Kingdom is one of Egypt's biggest trade partners; Saudis are leading investors in the north African country's major sectors
Saudi investors will not quit Egypt and its attractive growth opportunities in spite of the political turmoil that has hit the north African country's financial markets and sent its currency to a six-year low.
An uprising in Egypt which started two weeks ago has paralysed the country, as protesters demand an end to President Hosni Mubarak's three decades of rule.
Egypt's main stock market index is down 21 percent this year and its financial markets have been shut for eight working days.
However, builder Construction Products Holding Company (CPC), an affiliate of conglomerate Saudi Binladin Group, is standing by Egypt.
"The Egyptian market has great importance for CPC's investments," said Faisal Ibrahim al Aqil, director of business and administration affairs development.
"The board is confident and optimistic the crisis will be resolved soon and things will go back to normal."
Investment firm Abdul Muhsin Al Hokair Holding, which invests in shopping malls and other services, said it would stick to its investment plans in Egypt despite a fall in its business there of between 30 and 40 percent in recent days.
"Our strategy and work is continuing.
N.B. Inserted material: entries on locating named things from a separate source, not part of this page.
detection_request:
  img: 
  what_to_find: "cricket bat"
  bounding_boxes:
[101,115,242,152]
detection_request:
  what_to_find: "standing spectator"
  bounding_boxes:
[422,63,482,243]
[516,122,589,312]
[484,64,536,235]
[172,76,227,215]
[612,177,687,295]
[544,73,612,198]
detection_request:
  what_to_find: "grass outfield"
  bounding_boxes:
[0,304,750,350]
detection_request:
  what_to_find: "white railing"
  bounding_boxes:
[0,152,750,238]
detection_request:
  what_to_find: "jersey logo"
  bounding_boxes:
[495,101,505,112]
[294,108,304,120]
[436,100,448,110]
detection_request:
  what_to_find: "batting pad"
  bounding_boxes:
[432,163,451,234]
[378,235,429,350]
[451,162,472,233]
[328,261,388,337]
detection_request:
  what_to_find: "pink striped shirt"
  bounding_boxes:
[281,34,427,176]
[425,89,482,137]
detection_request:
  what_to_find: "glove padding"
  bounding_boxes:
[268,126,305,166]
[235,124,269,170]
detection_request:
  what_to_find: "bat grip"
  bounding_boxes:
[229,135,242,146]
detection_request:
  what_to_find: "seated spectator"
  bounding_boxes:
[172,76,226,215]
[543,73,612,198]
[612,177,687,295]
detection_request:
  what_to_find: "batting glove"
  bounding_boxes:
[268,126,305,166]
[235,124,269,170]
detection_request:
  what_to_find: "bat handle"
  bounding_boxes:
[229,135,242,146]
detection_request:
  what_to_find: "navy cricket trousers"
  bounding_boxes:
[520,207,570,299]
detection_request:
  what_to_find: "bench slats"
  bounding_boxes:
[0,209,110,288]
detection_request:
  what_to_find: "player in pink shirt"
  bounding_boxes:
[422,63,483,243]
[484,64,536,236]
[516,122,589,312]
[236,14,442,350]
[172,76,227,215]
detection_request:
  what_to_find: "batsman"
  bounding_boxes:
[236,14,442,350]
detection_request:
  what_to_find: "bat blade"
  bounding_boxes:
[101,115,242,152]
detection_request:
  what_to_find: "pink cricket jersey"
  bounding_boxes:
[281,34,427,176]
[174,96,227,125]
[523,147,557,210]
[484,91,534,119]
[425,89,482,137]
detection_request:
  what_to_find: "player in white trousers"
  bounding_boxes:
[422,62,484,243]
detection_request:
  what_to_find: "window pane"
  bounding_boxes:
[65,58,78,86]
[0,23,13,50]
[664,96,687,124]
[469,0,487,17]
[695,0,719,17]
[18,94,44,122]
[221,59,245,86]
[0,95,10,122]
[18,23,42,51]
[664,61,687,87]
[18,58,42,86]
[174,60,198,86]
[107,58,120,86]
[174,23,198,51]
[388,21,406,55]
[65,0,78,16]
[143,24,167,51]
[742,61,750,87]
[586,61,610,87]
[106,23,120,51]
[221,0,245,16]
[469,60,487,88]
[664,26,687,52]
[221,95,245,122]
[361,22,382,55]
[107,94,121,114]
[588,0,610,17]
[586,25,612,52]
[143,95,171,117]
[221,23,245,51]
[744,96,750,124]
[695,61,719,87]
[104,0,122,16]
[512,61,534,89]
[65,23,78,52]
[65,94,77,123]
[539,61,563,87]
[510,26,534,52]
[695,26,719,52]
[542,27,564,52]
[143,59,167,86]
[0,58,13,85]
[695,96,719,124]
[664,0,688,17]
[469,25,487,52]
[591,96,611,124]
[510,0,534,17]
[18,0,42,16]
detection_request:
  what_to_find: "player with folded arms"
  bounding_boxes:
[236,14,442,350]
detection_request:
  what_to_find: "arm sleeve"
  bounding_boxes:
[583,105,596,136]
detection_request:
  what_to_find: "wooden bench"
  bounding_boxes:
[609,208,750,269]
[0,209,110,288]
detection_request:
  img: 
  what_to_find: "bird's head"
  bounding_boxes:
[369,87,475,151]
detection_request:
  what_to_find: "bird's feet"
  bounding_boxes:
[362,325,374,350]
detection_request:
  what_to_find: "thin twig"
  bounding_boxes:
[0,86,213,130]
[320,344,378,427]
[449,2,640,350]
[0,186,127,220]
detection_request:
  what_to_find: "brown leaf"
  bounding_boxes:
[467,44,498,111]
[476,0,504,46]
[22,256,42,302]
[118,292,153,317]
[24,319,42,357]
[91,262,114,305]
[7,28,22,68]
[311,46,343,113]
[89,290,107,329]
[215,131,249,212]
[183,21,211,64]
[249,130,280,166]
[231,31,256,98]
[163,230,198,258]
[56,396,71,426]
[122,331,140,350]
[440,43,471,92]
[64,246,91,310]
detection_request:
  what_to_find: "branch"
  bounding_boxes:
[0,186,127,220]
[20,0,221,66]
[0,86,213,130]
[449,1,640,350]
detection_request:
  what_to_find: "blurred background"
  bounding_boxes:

We have great confidence in the Egyptian market," said Chairman Abdul Muhsin Al Hokair.
Some Saudi companies are less optimistic, however, such as travel agency Al Tayyar Group, which has some $26.67m of investment in Egypt.
"Our operations declined by nearly 30 percent," said Nasser Al Tayyar, the firm's president. "We are seriously thinking of not paying salaries if the crisis continues."
Saudi Arabia is one of Egypt's biggest trade partners and Saudis are leading investors in its stock market, tourism, aviation, real estate and agriculture sectors. Some two million Egyptians live and work in Saudi Arabia, providing cheap labour.
Saudi investments in Egypt are estimated at $4.6-5 billion, said Abdullah Dahlan, head of the Saudi-Egyptian Business Council, adding some companies working in Egypt expect their production to run at lower capacity for several months.